Path Planning Algorithm Based on Obstacle Clustering Analysis and Graph Search

Abstract

Path planning is receiving considerable interest in mobile robot research; however, a large number of redundant nodes are typically encountered in the path search process for large-scale maps, resulting in decreased algorithmic efficiency. To address this problem, this paper proposes a graph search path planning algorithm that is based on map preprocessing for creating a weighted graph in the map, thus obtaining a structured search framework. In addition, the reductions in the DBSCAN algorithm were analyzed. Subsequently, the optimal combination of the minPts and Eps required to achieve an efficient and accurate clustering of obstacle communities was determined.
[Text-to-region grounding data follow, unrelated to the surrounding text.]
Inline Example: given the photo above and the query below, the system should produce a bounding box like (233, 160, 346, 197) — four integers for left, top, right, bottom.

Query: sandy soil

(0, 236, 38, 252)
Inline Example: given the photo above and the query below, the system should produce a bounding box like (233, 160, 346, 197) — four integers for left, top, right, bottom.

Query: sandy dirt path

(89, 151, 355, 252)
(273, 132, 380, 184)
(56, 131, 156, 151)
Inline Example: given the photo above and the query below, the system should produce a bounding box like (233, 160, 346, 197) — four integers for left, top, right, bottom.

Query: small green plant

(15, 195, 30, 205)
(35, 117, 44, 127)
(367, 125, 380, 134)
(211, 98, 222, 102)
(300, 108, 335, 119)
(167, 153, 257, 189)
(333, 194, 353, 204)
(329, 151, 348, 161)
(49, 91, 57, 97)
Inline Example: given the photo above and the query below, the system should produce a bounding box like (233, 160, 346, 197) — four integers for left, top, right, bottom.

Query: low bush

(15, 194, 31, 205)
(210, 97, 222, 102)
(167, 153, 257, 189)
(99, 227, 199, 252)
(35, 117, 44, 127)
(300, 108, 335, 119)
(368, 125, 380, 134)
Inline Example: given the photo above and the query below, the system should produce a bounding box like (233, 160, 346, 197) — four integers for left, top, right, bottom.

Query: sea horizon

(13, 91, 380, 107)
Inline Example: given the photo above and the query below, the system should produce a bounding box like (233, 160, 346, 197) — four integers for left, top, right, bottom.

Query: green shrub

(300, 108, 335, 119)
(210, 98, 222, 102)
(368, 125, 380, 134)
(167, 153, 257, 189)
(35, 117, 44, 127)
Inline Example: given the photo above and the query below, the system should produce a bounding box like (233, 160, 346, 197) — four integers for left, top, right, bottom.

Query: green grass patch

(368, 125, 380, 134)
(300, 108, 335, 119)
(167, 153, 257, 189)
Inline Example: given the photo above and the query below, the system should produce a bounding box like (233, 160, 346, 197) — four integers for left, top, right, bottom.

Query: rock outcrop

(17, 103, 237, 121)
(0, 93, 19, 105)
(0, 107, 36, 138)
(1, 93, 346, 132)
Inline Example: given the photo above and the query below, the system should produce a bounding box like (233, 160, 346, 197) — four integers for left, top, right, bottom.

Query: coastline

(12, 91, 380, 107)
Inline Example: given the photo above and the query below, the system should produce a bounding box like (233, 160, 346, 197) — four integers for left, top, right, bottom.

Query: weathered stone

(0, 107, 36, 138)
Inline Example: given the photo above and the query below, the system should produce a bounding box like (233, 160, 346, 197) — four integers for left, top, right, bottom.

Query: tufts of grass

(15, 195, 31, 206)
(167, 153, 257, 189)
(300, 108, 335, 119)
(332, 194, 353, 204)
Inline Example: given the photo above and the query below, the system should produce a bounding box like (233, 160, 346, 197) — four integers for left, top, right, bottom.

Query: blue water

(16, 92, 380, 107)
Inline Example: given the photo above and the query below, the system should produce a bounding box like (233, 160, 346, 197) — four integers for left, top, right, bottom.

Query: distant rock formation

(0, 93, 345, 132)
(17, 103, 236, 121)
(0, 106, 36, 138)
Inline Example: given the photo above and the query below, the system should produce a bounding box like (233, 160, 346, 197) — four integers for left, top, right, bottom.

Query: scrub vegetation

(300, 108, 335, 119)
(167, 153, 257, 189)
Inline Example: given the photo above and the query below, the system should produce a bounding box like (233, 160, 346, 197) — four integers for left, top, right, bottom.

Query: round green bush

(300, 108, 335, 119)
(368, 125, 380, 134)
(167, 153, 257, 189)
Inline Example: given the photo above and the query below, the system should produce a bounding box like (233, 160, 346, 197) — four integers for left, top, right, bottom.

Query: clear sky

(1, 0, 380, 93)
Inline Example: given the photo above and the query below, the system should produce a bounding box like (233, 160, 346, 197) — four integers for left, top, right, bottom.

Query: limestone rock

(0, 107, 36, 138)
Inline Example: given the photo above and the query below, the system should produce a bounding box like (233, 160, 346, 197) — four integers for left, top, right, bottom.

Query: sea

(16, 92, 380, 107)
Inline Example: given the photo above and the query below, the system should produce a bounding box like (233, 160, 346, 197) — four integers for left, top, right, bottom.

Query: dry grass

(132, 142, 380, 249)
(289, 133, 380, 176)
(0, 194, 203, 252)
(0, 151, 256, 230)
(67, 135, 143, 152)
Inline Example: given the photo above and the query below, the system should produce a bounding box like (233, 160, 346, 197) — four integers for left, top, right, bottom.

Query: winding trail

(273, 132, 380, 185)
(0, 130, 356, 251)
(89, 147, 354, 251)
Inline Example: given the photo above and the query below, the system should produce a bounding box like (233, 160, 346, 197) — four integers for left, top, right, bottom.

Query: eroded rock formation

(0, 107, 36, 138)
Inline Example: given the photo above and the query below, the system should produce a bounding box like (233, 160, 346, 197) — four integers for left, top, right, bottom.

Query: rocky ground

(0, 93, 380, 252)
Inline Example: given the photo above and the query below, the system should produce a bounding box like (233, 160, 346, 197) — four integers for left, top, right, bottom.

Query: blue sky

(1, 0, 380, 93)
The effective edge points were then found by performing obstacle collision detection between special grid nodes. A straight-line connection or A* planning strategy was used between the effective edge points to establish a weighted, undirected graph that contained the start and end points, thereby achieving a structured search framework. This approach reduces the impact of map scale on the time cost of the algorithm and improves the efficiency of path planning. The results of the simulation experiments indicate that the number of nodes to be calculated in the search process of the weighted graph decreases significantly when using the proposed algorithm, thus improving the path planning efficiency. The proposed algorithm offers excellent performance for large-scale maps with few obstacles.